Most of us could use more peace in our lives. Whether it’s ongoing conflict across the world we’re considering, or the many little wars we fight on a daily basis – with each other, with ourselves – it’s not difficult to see how fraught the modern age can feel. Our battles are different in nature to those of bygone generations, and in a lot of ways they’re more complicated. More insidious. Horrors, issues and disagreements that get under our skin. Music can hold a mirror up to this.

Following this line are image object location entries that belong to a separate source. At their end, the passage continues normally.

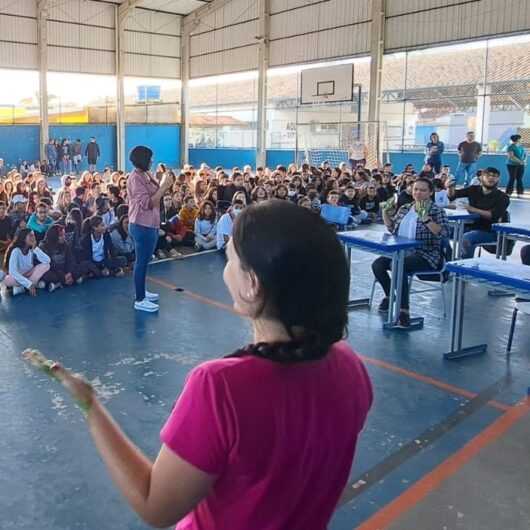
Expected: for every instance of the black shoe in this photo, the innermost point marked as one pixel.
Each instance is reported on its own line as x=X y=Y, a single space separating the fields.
x=404 y=319
x=383 y=306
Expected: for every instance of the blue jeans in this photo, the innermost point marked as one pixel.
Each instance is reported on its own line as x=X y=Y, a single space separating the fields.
x=145 y=240
x=465 y=172
x=473 y=238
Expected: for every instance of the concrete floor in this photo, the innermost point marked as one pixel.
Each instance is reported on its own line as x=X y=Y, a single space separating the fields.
x=428 y=413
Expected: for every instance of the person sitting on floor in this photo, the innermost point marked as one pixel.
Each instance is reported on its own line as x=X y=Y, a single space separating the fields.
x=226 y=224
x=205 y=227
x=174 y=234
x=421 y=220
x=487 y=201
x=6 y=230
x=350 y=200
x=188 y=213
x=64 y=270
x=40 y=221
x=18 y=214
x=98 y=250
x=19 y=263
x=122 y=240
x=104 y=210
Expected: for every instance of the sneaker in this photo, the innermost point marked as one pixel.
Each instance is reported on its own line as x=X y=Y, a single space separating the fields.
x=152 y=297
x=146 y=305
x=53 y=287
x=383 y=306
x=404 y=319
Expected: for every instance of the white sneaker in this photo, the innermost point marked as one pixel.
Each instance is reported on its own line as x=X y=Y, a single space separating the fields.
x=53 y=287
x=152 y=297
x=146 y=305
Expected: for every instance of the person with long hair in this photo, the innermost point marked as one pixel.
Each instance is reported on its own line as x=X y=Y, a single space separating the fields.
x=206 y=227
x=22 y=273
x=433 y=152
x=253 y=433
x=97 y=250
x=144 y=193
x=64 y=270
x=421 y=220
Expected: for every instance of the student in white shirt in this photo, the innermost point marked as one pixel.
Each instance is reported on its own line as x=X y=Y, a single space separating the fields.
x=226 y=224
x=22 y=273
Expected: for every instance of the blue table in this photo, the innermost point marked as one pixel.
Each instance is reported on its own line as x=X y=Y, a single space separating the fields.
x=458 y=219
x=492 y=272
x=383 y=244
x=506 y=231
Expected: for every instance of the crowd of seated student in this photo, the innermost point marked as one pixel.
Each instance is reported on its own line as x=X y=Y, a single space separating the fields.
x=89 y=213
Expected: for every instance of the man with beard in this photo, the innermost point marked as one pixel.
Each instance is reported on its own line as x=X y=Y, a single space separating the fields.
x=487 y=201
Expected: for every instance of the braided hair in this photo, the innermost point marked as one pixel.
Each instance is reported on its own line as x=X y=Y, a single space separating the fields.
x=302 y=270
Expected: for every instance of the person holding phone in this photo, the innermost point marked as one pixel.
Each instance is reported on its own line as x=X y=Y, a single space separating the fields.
x=144 y=192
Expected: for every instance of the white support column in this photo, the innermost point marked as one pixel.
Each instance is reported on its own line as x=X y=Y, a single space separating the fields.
x=122 y=12
x=42 y=31
x=263 y=65
x=185 y=115
x=377 y=48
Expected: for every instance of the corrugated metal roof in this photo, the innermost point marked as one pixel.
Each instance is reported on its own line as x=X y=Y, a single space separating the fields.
x=179 y=7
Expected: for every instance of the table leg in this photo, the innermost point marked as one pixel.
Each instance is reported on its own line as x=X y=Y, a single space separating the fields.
x=396 y=286
x=500 y=254
x=458 y=237
x=457 y=325
x=358 y=302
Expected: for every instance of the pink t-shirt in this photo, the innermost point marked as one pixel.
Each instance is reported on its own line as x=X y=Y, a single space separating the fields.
x=280 y=438
x=140 y=187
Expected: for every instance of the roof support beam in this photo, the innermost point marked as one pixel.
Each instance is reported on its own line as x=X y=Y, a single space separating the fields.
x=42 y=31
x=263 y=66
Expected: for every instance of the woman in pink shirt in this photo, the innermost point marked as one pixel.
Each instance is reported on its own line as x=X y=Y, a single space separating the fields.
x=144 y=193
x=253 y=434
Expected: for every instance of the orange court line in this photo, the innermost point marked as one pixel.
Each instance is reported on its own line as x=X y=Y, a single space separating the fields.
x=195 y=296
x=411 y=497
x=368 y=360
x=430 y=381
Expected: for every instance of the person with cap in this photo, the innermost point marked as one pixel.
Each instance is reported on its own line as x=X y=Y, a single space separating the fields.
x=92 y=152
x=144 y=193
x=18 y=212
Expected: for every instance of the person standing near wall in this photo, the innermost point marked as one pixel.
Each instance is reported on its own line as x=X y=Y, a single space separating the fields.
x=434 y=150
x=77 y=154
x=51 y=156
x=516 y=164
x=92 y=152
x=469 y=151
x=144 y=193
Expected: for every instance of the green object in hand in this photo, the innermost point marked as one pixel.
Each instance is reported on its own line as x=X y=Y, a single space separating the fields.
x=422 y=209
x=390 y=204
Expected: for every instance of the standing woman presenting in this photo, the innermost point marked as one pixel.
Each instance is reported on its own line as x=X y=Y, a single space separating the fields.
x=516 y=163
x=254 y=436
x=144 y=193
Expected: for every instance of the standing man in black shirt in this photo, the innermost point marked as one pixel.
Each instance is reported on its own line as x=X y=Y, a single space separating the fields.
x=487 y=201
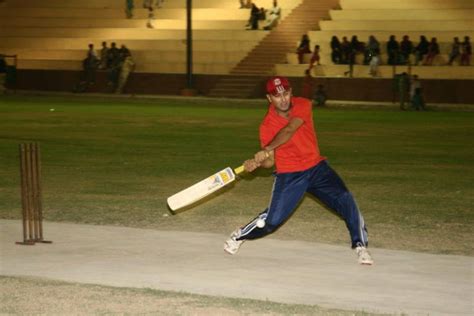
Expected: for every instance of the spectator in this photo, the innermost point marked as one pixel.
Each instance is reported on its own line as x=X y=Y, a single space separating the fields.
x=336 y=55
x=402 y=85
x=303 y=48
x=418 y=102
x=466 y=52
x=433 y=51
x=307 y=89
x=151 y=17
x=393 y=50
x=320 y=96
x=3 y=74
x=129 y=8
x=415 y=83
x=374 y=64
x=372 y=49
x=103 y=56
x=314 y=58
x=406 y=48
x=345 y=50
x=254 y=17
x=112 y=55
x=274 y=16
x=455 y=50
x=245 y=4
x=421 y=49
x=126 y=68
x=89 y=65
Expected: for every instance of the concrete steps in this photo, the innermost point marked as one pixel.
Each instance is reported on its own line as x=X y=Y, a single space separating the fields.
x=273 y=48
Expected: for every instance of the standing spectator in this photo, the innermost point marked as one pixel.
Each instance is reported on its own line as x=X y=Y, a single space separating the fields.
x=89 y=65
x=415 y=83
x=314 y=58
x=112 y=55
x=274 y=16
x=307 y=88
x=433 y=51
x=393 y=50
x=151 y=17
x=455 y=50
x=303 y=48
x=406 y=48
x=418 y=102
x=371 y=49
x=129 y=8
x=345 y=50
x=336 y=54
x=421 y=49
x=466 y=49
x=320 y=96
x=3 y=74
x=103 y=56
x=402 y=83
x=374 y=64
x=126 y=68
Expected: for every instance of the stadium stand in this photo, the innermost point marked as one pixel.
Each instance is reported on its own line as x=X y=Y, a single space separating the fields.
x=431 y=18
x=54 y=34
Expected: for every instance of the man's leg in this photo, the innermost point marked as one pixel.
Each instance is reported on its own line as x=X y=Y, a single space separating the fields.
x=288 y=190
x=329 y=188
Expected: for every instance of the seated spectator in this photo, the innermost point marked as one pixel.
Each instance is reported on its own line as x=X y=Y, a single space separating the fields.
x=314 y=58
x=421 y=49
x=346 y=50
x=406 y=48
x=393 y=50
x=336 y=54
x=455 y=50
x=466 y=52
x=245 y=4
x=103 y=56
x=303 y=48
x=254 y=17
x=433 y=51
x=274 y=16
x=371 y=49
x=320 y=96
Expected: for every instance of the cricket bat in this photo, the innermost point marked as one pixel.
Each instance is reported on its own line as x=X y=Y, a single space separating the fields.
x=203 y=188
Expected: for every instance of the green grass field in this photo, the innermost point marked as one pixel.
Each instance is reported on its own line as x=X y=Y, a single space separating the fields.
x=114 y=162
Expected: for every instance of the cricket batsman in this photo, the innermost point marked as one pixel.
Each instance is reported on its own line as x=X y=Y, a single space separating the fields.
x=289 y=142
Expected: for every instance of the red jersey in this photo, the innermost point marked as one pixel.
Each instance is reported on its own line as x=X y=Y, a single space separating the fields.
x=301 y=152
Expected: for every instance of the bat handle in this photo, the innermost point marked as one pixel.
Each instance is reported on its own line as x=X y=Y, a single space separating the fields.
x=239 y=170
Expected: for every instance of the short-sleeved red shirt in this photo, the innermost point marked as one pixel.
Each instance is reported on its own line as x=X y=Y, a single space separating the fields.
x=301 y=152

Historically, the ‘protest song’ tends to get more airtime. Heavy music in its politically inclined forms (from early blues and folk to punk and metal) has often taken an oppositional approach: identifying wrong and rallying against it; calling listeners to arms; or just providing an outlet for anger. Some of the most powerful statements in music have stemmed from such sources, from Billie Holiday’s Strange Fruit to Rage Against The Machine’s Killing In The Name.

But in this age of information (and, increasingly, misinformation), perhaps a call for acceptance is just as useful? And, for that matter, aren’t some of the greatest ‘protest songs’ (for example Edwin Starr’s immortal War) really pacifist anthems at heart? We highlight some of the finest peace songs recorded, from soul stars to hard rockers and beyond, from the 1940s to the present day.

George Harrison

Give Me Love (Give Me Peace On Earth)

Harrison’s spiritual antennae was raised high in his earliest post-Beatles years, with the guitarist announcing an ambition to be “God-conscious”, and 1973’s Give Me Love (Give Me Peace On Earth) flowing from him as though written by a higher power. “Sometimes you open your mouth and you don’t know what you are going to say, and whatever comes out is the starting point,” he wrote in his 1980 autobiography I, Me, Mine. “This song is a prayer and personal statement between me, the Lord, and whoever likes it.”

Give Me Love was no act of remote handwringing from a grief-tourist rock star. Harrison knew all about the human cost of conflict, having recently waded into the Bangladesh Liberation War with his famous New York benefit shows of ’71. Yet where a Springsteen or a Neil Young might have bitten harder, Harrison’s song painted a soundscape that sounded like peace already achieved, with a benevolent acoustic strum joined by a slide riff evoking a Honolulu sunset. The only possible note of conflict was the fact that Give Me Love knocked Wings’ My Love off the top of the US singles chart.